If you've searched the web for health insurance that covers atopic eczema then you are probably for looking for established UK based health insurance companies that will cover your atopic eczema.
Our advice when looking for private medical insurance that covers atopic eczema is to speak to a insurance broker. Health insurance is very complicated and if you want absolute certainty that atopic eczema is covered you should consult with a broker who can explain which providers will cover this medical condition and which will not.
There are many advantages to using a broker but the largest by far is that you're using their expertise at no cost. They are paid by the insurer (Aviva or Bupa etc) rather than you so it costs you no extra to use their services.
- Do you live in many different postcodes? Some will give you a cheaper policy premium than offers. A insurance broker will be able to advise whats best.

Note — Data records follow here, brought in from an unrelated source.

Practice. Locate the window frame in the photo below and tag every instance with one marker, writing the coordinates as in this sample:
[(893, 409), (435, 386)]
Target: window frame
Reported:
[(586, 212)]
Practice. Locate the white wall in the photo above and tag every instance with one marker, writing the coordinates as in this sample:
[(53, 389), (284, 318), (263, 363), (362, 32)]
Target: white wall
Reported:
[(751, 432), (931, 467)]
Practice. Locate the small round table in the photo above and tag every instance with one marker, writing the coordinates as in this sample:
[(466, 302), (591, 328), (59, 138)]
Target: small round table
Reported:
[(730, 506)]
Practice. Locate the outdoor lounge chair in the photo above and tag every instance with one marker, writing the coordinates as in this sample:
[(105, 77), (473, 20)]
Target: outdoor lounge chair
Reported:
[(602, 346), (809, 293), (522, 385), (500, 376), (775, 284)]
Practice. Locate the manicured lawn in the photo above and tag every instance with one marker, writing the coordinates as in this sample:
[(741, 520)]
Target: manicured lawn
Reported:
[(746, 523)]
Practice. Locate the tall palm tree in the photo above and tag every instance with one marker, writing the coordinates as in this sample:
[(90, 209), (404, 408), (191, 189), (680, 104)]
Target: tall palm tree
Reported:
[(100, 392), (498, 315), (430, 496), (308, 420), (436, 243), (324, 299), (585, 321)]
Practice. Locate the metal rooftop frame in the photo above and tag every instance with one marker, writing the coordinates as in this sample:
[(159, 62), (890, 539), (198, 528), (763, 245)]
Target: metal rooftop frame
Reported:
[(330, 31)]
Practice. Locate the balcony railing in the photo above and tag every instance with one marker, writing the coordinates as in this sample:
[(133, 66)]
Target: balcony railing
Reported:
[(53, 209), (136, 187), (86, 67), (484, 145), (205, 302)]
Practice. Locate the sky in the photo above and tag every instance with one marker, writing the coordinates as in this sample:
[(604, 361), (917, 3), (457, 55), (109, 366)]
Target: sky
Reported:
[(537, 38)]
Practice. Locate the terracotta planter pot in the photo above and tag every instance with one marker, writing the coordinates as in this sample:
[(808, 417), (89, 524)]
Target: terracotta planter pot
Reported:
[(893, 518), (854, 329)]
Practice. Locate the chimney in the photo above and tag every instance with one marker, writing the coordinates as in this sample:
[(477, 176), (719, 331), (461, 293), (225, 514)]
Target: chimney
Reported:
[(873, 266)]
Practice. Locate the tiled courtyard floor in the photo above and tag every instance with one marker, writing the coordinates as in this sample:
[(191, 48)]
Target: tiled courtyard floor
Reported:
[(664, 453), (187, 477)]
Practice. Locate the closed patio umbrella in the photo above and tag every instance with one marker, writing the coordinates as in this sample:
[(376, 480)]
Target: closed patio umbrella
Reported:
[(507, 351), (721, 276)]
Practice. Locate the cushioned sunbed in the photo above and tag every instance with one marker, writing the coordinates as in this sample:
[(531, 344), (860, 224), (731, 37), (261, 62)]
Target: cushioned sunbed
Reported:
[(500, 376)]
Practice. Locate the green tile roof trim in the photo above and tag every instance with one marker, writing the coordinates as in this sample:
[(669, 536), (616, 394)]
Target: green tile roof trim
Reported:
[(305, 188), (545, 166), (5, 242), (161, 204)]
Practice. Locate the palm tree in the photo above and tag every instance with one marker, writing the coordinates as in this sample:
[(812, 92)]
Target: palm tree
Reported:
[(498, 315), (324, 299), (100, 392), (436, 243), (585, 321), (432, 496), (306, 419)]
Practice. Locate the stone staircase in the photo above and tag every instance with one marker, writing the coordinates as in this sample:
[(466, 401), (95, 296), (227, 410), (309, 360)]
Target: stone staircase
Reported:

- Do you have a hobby that may invalidate your insurance claim? A broker will know this vital information.
- If you are a couple and one of you has claimed on your insurance policy this year would it be cheaper to separate you both onto two different insurance policies?
- You've developed a certain medical condition and want to know which insurer offers the largest amount of cover for it. A broker will know this instantly saving you so much time and effort.
You can call around every health insurance provider on the market and ask if they cover atopic eczema, however this will be a very time consuming process. Each insurer will ask for your medical history because its not normally a simple yes or not if a medical condition is covered or not.
Its far far quicker to speak to one medical insurance broker which will know which policy providers on the market cover atopic eczema and under what conditions they do or don't cover it.
Atopic Eczema Information
Atopic eczema, also known as atopic dermatitis, is the most common form of eczema. It mainly affects children, but can also affect adults.
Eczema is a condition that causes the skin to become itchy, red, dry and cracked. It is a long-term (chronic) condition in most people, although it can improve over time, especially in children.
Atopic eczema can affect any part of the body, but the most common areas to be affected are:
People with atopic eczema usually have periods when symptoms are less noticeable, as well as periods when symptoms become more severe (flare-ups).
Read more about the symptoms of atopic eczema and diagnosing atopic eczema.
The exact cause of atopic eczema is unknown, but it's clear it's not down to one single thing. It often occurs in people who get allergies – "atopic" means sensitivity to allergens.
It can run in families, and often develops alongside other conditions, such as asthma and hay fever.
The symptoms of atopic eczema often have certain triggers, such as soaps, detergents, stress and the weather. Sometimes food allergies can play a part, especially in young children with severe eczema.
Read more about the causes of atopic eczema.
There is currently no cure for atopic eczema, but treatment can help relieve the symptoms and many cases improve over time.
However, severe eczema often has a significant impact on daily life and may be difficult to cope with physically and mentally. There is also an increased risk of skin infections.
Many different treatments can be used to control symptoms and manage eczema, including:
Atopic eczema isn't usually serious and can be treated by a pharmacist. Your pharmacist may recommend that you contact your GP practice if required.
Read more about treating atopic eczema and the complications of atopic eczema.
About 1 in 5 children in the UK has atopic eczema. In 8 out of 10 cases, the condition develops before a child reaches the age of 5. Many children develop it before their first birthday.